Sunday, 7 June 2009

Interactive Art

Balls are pretty interactive things aren’t they? Many of us spend a substantial amount of time interacting with balls of different kinds – mostly through games and sports and frequently with the participation of other people. We kick them around, bounce them on the ground and other surfaces, catch them, chase after them and generally attempt to predict and control their complex motions and interactions. Is this really interaction though, and are these balls really acting “with” us or simply reacting to our physical input or will, as Kaspar Hauser’s benefactor would have it (see previous blog entry: "Ein Kluges Apfelchen")?

There seems to be a lot of debate at the moment (for obvious reasons) about what actually constitutes interactivity and many theories emphasise the evolving nature of the term in relation to the increasing sophistication of technology. Human to human interactivity seems to be the easiest aspect to define and is certainly the most sophisticated and familiar form of interaction we experience on a day to day level. I would argue that it’s also the measure by which we gauge all other interactions. Interestingly though, if we take this as the benchmark, every other kind of interaction simply pales by comparison.

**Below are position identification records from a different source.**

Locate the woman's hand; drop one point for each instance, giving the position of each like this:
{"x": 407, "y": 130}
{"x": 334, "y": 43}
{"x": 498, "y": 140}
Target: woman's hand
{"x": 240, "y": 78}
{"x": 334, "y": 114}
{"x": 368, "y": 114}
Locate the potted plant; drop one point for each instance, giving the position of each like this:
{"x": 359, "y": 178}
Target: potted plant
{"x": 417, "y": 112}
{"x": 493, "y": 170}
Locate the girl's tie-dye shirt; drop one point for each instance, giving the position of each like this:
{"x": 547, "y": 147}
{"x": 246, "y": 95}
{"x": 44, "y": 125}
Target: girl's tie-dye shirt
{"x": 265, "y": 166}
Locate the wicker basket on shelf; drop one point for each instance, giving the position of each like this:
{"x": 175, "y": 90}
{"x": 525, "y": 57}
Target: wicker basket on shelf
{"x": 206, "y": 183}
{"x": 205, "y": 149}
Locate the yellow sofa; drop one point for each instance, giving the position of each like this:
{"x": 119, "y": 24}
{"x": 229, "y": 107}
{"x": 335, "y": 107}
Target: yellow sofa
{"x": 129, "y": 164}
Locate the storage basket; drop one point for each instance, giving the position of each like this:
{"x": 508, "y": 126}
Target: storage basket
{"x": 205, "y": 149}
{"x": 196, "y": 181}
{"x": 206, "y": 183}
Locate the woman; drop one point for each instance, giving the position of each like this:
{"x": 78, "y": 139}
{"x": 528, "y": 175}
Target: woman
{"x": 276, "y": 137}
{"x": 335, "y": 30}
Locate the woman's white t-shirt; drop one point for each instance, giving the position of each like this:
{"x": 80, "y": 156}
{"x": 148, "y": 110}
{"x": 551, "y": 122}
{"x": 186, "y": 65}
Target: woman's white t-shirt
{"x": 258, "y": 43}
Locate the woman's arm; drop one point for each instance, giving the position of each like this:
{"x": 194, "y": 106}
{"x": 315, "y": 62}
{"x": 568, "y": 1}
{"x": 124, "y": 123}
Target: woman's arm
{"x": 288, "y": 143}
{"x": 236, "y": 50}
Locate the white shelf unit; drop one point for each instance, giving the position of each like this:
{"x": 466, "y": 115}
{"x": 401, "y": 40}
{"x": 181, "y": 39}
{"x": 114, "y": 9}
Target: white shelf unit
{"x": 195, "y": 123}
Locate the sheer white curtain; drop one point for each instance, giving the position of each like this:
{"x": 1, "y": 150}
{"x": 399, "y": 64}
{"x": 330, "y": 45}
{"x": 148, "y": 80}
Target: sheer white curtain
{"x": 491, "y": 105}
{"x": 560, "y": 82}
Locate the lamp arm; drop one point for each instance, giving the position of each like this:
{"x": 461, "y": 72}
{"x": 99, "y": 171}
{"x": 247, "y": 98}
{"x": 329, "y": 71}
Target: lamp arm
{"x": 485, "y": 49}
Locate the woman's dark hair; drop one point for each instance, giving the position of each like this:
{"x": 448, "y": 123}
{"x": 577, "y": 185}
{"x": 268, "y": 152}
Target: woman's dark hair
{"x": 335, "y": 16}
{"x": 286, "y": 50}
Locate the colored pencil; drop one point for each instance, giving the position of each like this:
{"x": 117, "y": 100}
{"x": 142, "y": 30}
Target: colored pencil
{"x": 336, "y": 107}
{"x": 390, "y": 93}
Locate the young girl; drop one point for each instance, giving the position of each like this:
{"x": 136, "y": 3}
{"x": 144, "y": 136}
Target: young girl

Above all else, human interaction involves intelligence. This highly developed ability, even in young infants (and animals for that matter), facilitates levels of interaction which can only be dreamed of in the most sophisticated computer games. This doesn’t make computer games any less engaging nor does it diminish the value of ball games, but as a way to think about it from a different point of view let’s reverse the situation for a moment: imagine a ball starts to play with us. This would be great wouldn’t it? Perhaps not though – maybe the ball wouldn’t be clever or skilful enough and we’d loose interest or perhaps it would be far better than us and we’d become frustrated by our lack of ability. It’s quite clear therefore that there needs to be a certain equilibrium and reciprocity to maintain our engagement and understanding of what’s going on. This has nothing to do with technical expertise but rather with intelligence: our ability to anticipate and to strategise, to challenge and be challenged by our opponent. This is what makes play “interesting” and it’s also why we quickly become bored whilst playing games on our own, no matter what the level of technical challenge.

So what does this mean for interactive art or more specifically, what does this mean for digital interactive art?

Much of what passes for digital interactive art is actually little more interactive than a ball game: you click the mouse and something changes, you move across a room and a video plays or something revolves, or rises and falls or a light switches on or off. This is not to say that the associated artwork cannot be edifying, enlightening or inspiring but this significance invariably has precious little to do with interactivity as such.

This is the challenge - because without intelligence dynamically feeding it, digital interactive art will always be little more than a novelty in terms of its interactive capabilities. As ever “content”, rather than the means of delivery is paramount. I don’t doubt for a moment that the relationship between content and form is a highly complex one (far too complex for discussion here) but if digital interactive art is to genuinely engage us, then it needs to construct it’s significance out of something quite different than interactivity alone.